Friday, 9 September 2011

Teaching doesn't get more productive over time, so it gets to seem more expensive

This point is not often recognised:  it takes just as long to teach a child (or indeed an adult on a vocational training course, for example) today as it did 20 or 200 years ago.  The same is true of caring for the young or the elderly, or providing a meal in a restaurant.  Technology does not in itself make these activities more productive, because in these occupations quality is a more critical issue than quantity, and people haven't become inherently better learners since the 19th century.  (This relates to the points I made in my earlier post on craft, about mass production techniques being inappropriate in education.)  But the point needs stressing because in many other areas of work and production, salaries rise in response to productivity gains.  'Teachers' salaries however, like those of other 'efficiency-resistant' professions, rise in response not to productivity gains in education (which have thus far proven extremely difficult to achieve)' - or indeed to measure accurately - 'but to higher salaries in other sectors.  This means that staff wages consume an ever larger share of the budget, even if education does not improve.  And because the reasons for this are not immediately apparent to the average voter, dissatisfaction with education budgets may also grow.'  There also seems to be an implicit assumption among politicians that introducing new technology inevitably results in increased productivity. A great deal of research says that this is not the case in any clear and straightforward way - and see, for example this post from 'Creative Catalyst': Technology Does Not Make a Classroom Succesful, the Teacher Does.

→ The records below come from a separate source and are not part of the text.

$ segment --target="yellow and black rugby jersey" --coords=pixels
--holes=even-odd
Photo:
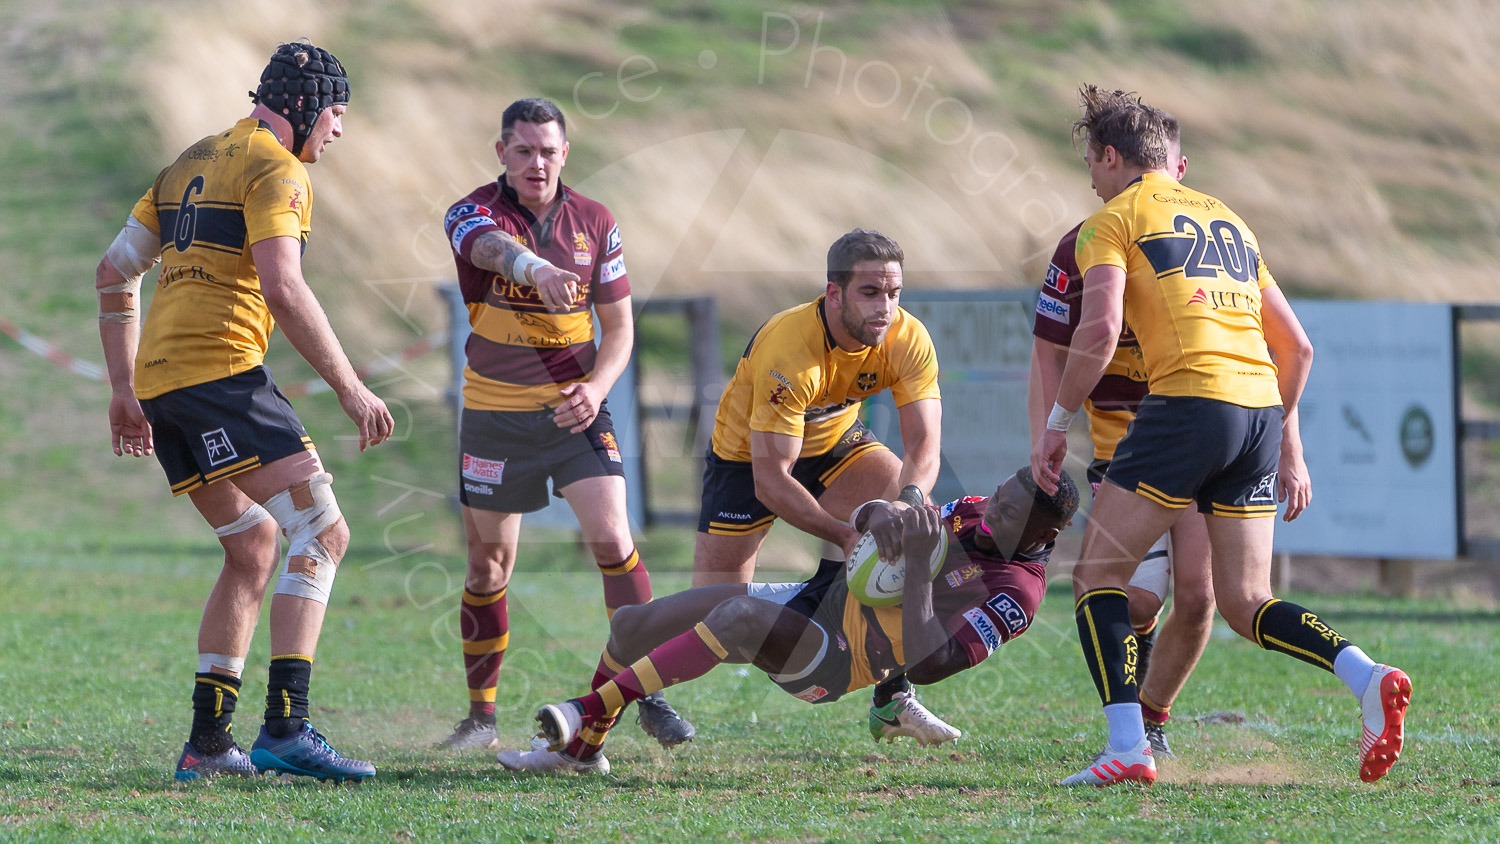
[[[307,168],[271,128],[246,118],[188,147],[131,215],[161,238],[161,276],[141,330],[135,393],[162,393],[238,375],[265,358],[275,320],[250,247],[273,237],[307,244]]]
[[[1073,332],[1082,319],[1083,274],[1078,271],[1075,257],[1081,228],[1083,223],[1057,242],[1052,263],[1047,265],[1042,292],[1037,296],[1036,321],[1031,329],[1033,335],[1064,348],[1073,345]],[[1146,392],[1146,363],[1135,332],[1127,325],[1120,331],[1115,356],[1083,402],[1089,416],[1089,438],[1094,441],[1095,460],[1114,459],[1115,446],[1125,438],[1125,429],[1135,418]]]
[[[448,209],[444,232],[473,329],[464,346],[465,407],[539,410],[561,404],[564,385],[594,373],[594,305],[630,295],[614,215],[564,185],[557,190],[557,208],[543,220],[521,204],[504,176]],[[497,229],[578,276],[578,295],[567,311],[554,314],[532,285],[470,263],[475,241]]]
[[[750,460],[750,432],[802,438],[800,457],[827,453],[859,404],[889,389],[897,407],[940,398],[937,352],[921,320],[901,308],[879,346],[846,352],[823,299],[782,311],[750,339],[714,417],[714,454]]]
[[[1147,173],[1084,221],[1077,254],[1084,273],[1125,270],[1125,322],[1152,393],[1281,404],[1260,318],[1260,292],[1276,280],[1223,202]]]

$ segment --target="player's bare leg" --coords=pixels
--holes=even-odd
[[[1084,661],[1104,704],[1109,742],[1092,764],[1062,785],[1156,780],[1136,694],[1140,681],[1125,585],[1146,551],[1180,515],[1181,510],[1127,492],[1107,479],[1099,485],[1073,569],[1073,594]]]
[[[271,667],[265,725],[250,758],[282,773],[365,779],[375,766],[347,758],[308,721],[313,657],[334,575],[349,547],[349,526],[334,498],[332,476],[317,452],[304,451],[230,479],[276,520],[289,548],[271,597]]]
[[[1208,528],[1189,507],[1172,525],[1172,609],[1156,636],[1155,656],[1141,681],[1141,716],[1158,758],[1171,758],[1164,725],[1177,695],[1203,655],[1213,632],[1214,589],[1209,568]],[[1131,596],[1132,621],[1135,598]]]
[[[624,607],[651,600],[651,576],[630,536],[625,509],[625,479],[618,476],[584,478],[561,490],[573,508],[584,542],[604,578],[604,606],[613,616]],[[662,747],[692,741],[697,730],[677,713],[660,692],[636,704],[636,723]]]
[[[755,577],[755,558],[769,529],[740,536],[698,533],[693,543],[693,586],[749,583]]]
[[[468,570],[459,600],[458,626],[463,639],[469,714],[438,744],[452,750],[483,750],[492,749],[498,742],[495,693],[500,663],[510,643],[506,589],[516,565],[521,514],[465,506],[463,517]]]
[[[260,618],[266,583],[279,559],[276,522],[229,483],[201,486],[188,496],[219,534],[224,568],[198,628],[193,727],[174,777],[191,782],[224,775],[253,776],[255,766],[235,742],[232,728],[245,655]]]
[[[1275,519],[1207,517],[1219,612],[1236,633],[1269,651],[1332,672],[1360,702],[1360,779],[1385,776],[1401,755],[1411,679],[1377,665],[1318,615],[1271,596]]]

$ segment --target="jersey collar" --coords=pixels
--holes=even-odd
[[[827,299],[828,294],[825,293],[822,296],[819,296],[818,301],[814,302],[813,305],[816,306],[818,311],[818,325],[823,326],[823,351],[831,352],[834,349],[838,349],[839,344],[833,339],[833,329],[828,327],[828,314],[823,310],[823,306],[826,303]],[[840,351],[842,351],[842,349],[840,349]]]

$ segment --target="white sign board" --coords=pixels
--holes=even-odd
[[[943,391],[943,464],[934,501],[988,495],[1026,465],[1026,379],[1031,372],[1035,291],[940,291],[901,297],[937,350]],[[866,403],[865,420],[881,442],[901,453],[901,430],[889,393]]]
[[[1313,502],[1276,523],[1292,554],[1458,554],[1448,305],[1297,302],[1313,343],[1301,402]]]

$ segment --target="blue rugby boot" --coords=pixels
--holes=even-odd
[[[262,771],[316,777],[319,781],[359,781],[375,776],[374,765],[334,750],[310,721],[303,721],[300,731],[283,739],[272,737],[262,726],[260,736],[250,746],[250,761]]]

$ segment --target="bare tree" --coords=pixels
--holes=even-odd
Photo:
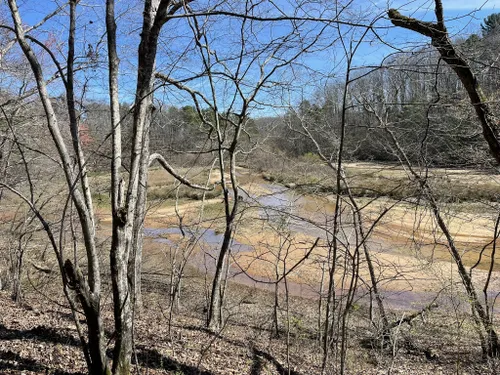
[[[79,217],[79,228],[86,250],[87,275],[78,264],[65,258],[62,242],[51,224],[43,217],[37,202],[22,192],[2,183],[2,186],[21,197],[43,225],[54,249],[68,301],[74,311],[80,305],[88,326],[86,337],[80,335],[85,358],[91,374],[129,374],[133,344],[134,304],[139,297],[140,264],[142,249],[142,226],[145,215],[147,171],[149,165],[158,160],[167,171],[178,176],[166,160],[158,154],[149,155],[149,118],[152,111],[152,93],[158,38],[169,17],[182,8],[182,3],[171,1],[146,1],[143,12],[142,34],[139,45],[137,67],[137,89],[133,110],[133,142],[131,165],[125,181],[122,167],[121,118],[118,101],[117,38],[114,1],[106,6],[106,26],[108,35],[109,97],[111,106],[112,173],[111,195],[113,232],[110,263],[114,302],[115,346],[113,365],[106,356],[105,334],[102,325],[101,307],[101,265],[96,245],[96,217],[92,202],[91,185],[88,179],[87,161],[79,134],[79,117],[75,93],[75,36],[77,28],[78,1],[69,2],[69,28],[66,66],[56,60],[55,55],[41,42],[28,35],[17,2],[8,2],[13,28],[19,46],[28,60],[37,84],[37,92],[43,105],[47,127],[57,149],[61,170],[68,190],[67,208],[74,207]],[[6,26],[8,28],[8,26]],[[68,125],[71,134],[68,147],[58,122],[58,113],[47,89],[47,80],[33,45],[47,53],[58,70],[66,94]],[[194,186],[194,185],[192,185]],[[207,189],[200,187],[202,189]],[[76,240],[76,239],[75,239]],[[78,319],[75,320],[78,323]],[[79,332],[83,332],[79,329]]]
[[[437,49],[443,61],[446,62],[451,69],[453,69],[464,85],[471,104],[474,106],[476,111],[477,118],[480,121],[483,130],[483,137],[488,144],[492,156],[495,158],[497,163],[500,163],[499,131],[495,115],[488,104],[487,98],[484,95],[478,79],[472,71],[467,59],[455,48],[448,36],[448,31],[444,22],[443,4],[441,0],[435,0],[434,10],[436,14],[436,23],[420,21],[403,16],[396,9],[390,9],[388,11],[388,15],[391,22],[395,26],[404,27],[431,38],[432,45]],[[380,116],[378,116],[378,119],[380,123],[383,124],[383,120]],[[385,129],[387,130],[387,127],[385,127]],[[426,196],[434,213],[435,219],[446,237],[448,249],[457,265],[462,283],[470,299],[473,317],[476,324],[483,330],[481,333],[483,354],[490,357],[498,357],[500,355],[500,342],[489,317],[488,309],[485,309],[479,299],[475,286],[472,282],[471,275],[467,272],[460,255],[460,251],[455,244],[450,230],[443,220],[439,206],[432,193],[432,189],[428,185],[427,180],[421,178],[419,174],[411,168],[411,165],[409,164],[406,155],[403,153],[402,148],[399,146],[394,134],[389,132],[389,135],[393,140],[394,147],[400,154],[401,160],[405,162],[405,165],[409,168],[412,178],[415,179]]]
[[[187,11],[192,11],[186,5]],[[312,18],[283,16],[278,19],[266,18],[261,15],[267,10],[264,4],[254,5],[251,2],[243,4],[241,15],[232,15],[238,28],[232,27],[235,50],[228,54],[220,52],[211,43],[211,33],[215,31],[214,20],[208,14],[196,13],[189,20],[195,52],[202,62],[202,71],[192,77],[177,79],[173,75],[158,73],[157,77],[185,91],[192,99],[198,111],[200,120],[206,126],[210,141],[210,150],[217,158],[220,172],[220,186],[223,191],[225,210],[225,229],[223,242],[217,257],[215,275],[213,278],[210,303],[208,307],[207,326],[217,330],[223,324],[222,307],[224,294],[225,265],[231,253],[231,243],[235,233],[236,222],[241,204],[239,183],[237,178],[237,159],[247,153],[242,147],[242,138],[248,137],[250,113],[255,107],[262,105],[260,95],[272,95],[274,80],[281,72],[292,66],[301,56],[316,48],[329,24],[320,24],[313,36],[300,32],[301,27],[307,30],[307,23]],[[213,17],[219,16],[217,12]],[[317,20],[316,20],[317,21]],[[262,25],[276,25],[280,34],[265,43],[259,41],[258,30]],[[269,26],[272,27],[272,26]],[[224,51],[224,49],[222,49]],[[235,52],[236,51],[236,52]],[[204,82],[205,91],[190,86]],[[223,90],[220,87],[224,87]],[[225,105],[224,105],[225,103]],[[212,146],[213,145],[213,146]]]
[[[439,52],[441,59],[456,73],[464,85],[477,118],[481,123],[483,137],[492,156],[500,163],[500,134],[495,114],[483,93],[476,74],[472,71],[467,58],[453,45],[448,35],[443,16],[441,0],[435,0],[436,21],[426,22],[402,15],[396,9],[389,9],[388,16],[395,26],[403,27],[431,39],[432,46]]]

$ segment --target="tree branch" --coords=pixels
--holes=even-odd
[[[211,188],[207,188],[205,186],[201,186],[201,185],[197,185],[197,184],[194,184],[192,182],[190,182],[189,180],[185,179],[184,177],[182,177],[180,174],[178,174],[174,168],[168,164],[167,160],[165,160],[165,158],[158,154],[158,153],[154,153],[154,154],[151,154],[149,156],[149,165],[151,166],[151,164],[153,164],[155,161],[158,161],[158,163],[160,163],[160,165],[168,172],[170,173],[176,180],[178,180],[179,182],[181,182],[182,184],[186,185],[186,186],[189,186],[190,188],[193,188],[193,189],[199,189],[199,190],[204,190],[204,191],[211,191],[213,190],[214,188],[211,187]]]
[[[441,0],[436,0],[435,7],[438,23],[424,22],[415,18],[403,16],[396,9],[389,9],[388,16],[393,25],[415,31],[431,38],[432,45],[437,49],[441,58],[455,72],[469,95],[471,104],[476,110],[476,115],[481,123],[483,137],[495,160],[500,164],[500,132],[498,120],[495,117],[488,100],[481,90],[476,75],[473,73],[468,61],[455,49],[451,42],[443,19],[443,5]]]

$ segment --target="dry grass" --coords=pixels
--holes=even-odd
[[[399,165],[376,163],[346,163],[347,181],[355,196],[390,197],[408,199],[418,197],[419,190],[409,173]],[[500,201],[500,175],[478,170],[432,168],[417,170],[426,177],[439,201],[471,202]],[[269,181],[284,185],[296,185],[305,192],[333,192],[337,190],[335,175],[323,164],[297,162],[280,169],[270,169],[263,173]],[[341,187],[345,193],[345,186]]]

This rather grim point was made 15 years ago by Paul Pierson, in 'The New Politics of the Welfare State', World Politics, 48.2 (1996): 143-179.

It's important therefore for educationists to question this assumption about increased productivity over time, perhaps by asking how such increases would be recognised, exactly where they might be expected to manifest themselves, and exactly how they could be achieved.  And to get one out of the way straight away, new technology does not straightforwardly enable teachers to teach more students effectively.